Sometimes the best of intentions can result in less than the best of outcomes.  It's just part of life and I know that not everything I do will be successful.  I get that.  But what I don't try to do these days is blame other people for things going wrong, which they inevitably will.

Here's my go wrong stories:  To make the trip to KF, we rented a car because when I dropped the truck off, mine decided to spit out coolant from the recovery tank.  There's something wrong with the Saturn and I need to be looking into it soon.  It's OK to drive local, but not taking it on a 1400 mile roadie anytime soon.  I dropped the car off and nobody was at the desk so naturally things went wrong and I got charged for an extra day, which, in my piano wire tight finances was a domino that knocked down a couple of other dominos.

A couple of phone calls was all it took to break the chain before all the dominos came crashing down. It's nice to have someone to talk to around here, who's been where I'm at and offered some advice.  God's so good that way, to put people in my life that can help.

"God helps those who help themselves."  That's a bunch of hooey.  I mean that.  God helps!  That's where that thought should stop.  Sometimes that help isn't in a tangible thing like a big check, although if you'd like to send one, I'd be more than happy to accept it!  Sometimes what we think we need isn't what we need at all (thanks, Pastor Karl, for that today!).  I needed help.  I got it.  And what I needed was just a piece of advice from someone who's walked a mile in my shoes.  My problem was solved with a phone call.
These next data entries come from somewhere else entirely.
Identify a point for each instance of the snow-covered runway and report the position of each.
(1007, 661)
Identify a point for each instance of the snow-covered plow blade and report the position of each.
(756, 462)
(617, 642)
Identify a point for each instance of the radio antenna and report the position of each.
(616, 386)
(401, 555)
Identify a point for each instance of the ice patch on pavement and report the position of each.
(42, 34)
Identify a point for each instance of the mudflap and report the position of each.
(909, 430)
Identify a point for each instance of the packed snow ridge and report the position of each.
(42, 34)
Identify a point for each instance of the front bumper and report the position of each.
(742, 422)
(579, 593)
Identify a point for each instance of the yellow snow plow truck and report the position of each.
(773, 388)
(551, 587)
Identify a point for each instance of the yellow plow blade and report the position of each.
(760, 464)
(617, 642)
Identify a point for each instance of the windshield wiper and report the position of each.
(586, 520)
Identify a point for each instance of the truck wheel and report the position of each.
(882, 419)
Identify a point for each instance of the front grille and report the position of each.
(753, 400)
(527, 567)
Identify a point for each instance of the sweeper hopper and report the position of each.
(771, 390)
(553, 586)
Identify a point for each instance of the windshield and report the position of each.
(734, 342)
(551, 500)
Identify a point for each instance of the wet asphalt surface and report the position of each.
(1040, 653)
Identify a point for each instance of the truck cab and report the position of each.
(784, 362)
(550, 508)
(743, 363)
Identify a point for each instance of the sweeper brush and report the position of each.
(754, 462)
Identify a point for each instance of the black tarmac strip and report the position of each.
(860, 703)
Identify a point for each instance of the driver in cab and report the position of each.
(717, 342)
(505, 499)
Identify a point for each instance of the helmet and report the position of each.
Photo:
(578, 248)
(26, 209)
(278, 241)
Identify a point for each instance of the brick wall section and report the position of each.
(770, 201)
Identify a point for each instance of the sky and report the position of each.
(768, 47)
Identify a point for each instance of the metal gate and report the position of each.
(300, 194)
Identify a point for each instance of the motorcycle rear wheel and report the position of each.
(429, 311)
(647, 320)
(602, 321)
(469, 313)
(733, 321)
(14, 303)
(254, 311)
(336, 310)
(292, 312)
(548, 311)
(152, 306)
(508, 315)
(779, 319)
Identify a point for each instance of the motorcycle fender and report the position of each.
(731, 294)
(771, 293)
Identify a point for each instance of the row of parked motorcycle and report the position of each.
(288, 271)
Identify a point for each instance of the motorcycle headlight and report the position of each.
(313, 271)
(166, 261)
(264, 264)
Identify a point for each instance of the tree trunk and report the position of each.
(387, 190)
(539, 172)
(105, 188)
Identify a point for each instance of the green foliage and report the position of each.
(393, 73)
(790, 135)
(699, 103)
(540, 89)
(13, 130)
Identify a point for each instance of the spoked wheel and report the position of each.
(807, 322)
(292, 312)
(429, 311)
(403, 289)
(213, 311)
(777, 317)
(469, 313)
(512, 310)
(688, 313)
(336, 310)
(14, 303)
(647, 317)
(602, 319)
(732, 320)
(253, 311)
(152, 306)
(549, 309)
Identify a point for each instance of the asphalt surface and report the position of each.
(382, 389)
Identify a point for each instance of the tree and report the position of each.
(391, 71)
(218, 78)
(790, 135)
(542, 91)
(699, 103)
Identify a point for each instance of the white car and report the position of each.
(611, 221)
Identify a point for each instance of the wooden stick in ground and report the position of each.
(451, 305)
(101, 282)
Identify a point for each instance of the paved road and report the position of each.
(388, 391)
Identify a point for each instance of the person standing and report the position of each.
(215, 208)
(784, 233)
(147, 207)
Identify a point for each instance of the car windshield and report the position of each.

The thing was, I wasn't worried about the problem itself.  I had faith it would work out the way it was supposed to.  And it did.  It's just that I have people that count on me and I would hate to let them down.  I was more worried about that than what would happen to ME.  I need to remember to factor that into the equation more often, though.  I need to learn to say no when saying no is appropriate but God was kind enough to bless me to get through this bump in the road.

I think though, all too often we think we know what we need.  I was convinced I knew what I needed but was open enough to the idea that what my solution to my problem was may not be what God's solution was.  His answer and mine take me to the same place.  His was better and I've long since given up the notion that I know best.

I don't know nothin' 'bout nothin'.

Except that when I don't know, trust and obey sounds like a good idea.

Friends, God is faithful, even in the storms.  I had a quiet assurance that things would work out.  I trusted God and He led me to what I needed over what I thought I needed.  Trusting that things would work out, I was open to that and things did.  I feel pretty good about that today and my day, although it's gonna be a LOOOOONNNNGGGG one will be better.  I know that God will give me the strength to get through it.

I know that.  So I guess I do know sumpthin' 'bout sumpthin.

I know this, too.  The whole Oregon thing means a change in my life.  I kind of think the whole story of hearing from my NO! was a way I could see that God sometimes tells us what He's going to do and then does it.  I don't think it's that far fetched to believe that God will lead us and then just expect us to guess where we're going.

I'm not leaving today.  Or quitting my job just yet.  I don't feel compelled to do that, but I think there is a plan and it's in the infancy stages of unfolding.  I just need to trust and when the time comes, obey.  If it means hitting the road, hey, I'm ready for an adventure.

I say all of this because one thing that's changed is just a sense that I'm not where I belong.  It's just a bit of an unrest that I've not felt before.  It's not overwhelming, but it's there just the same.

More to follow gang!  One thing for sure, it's never boring!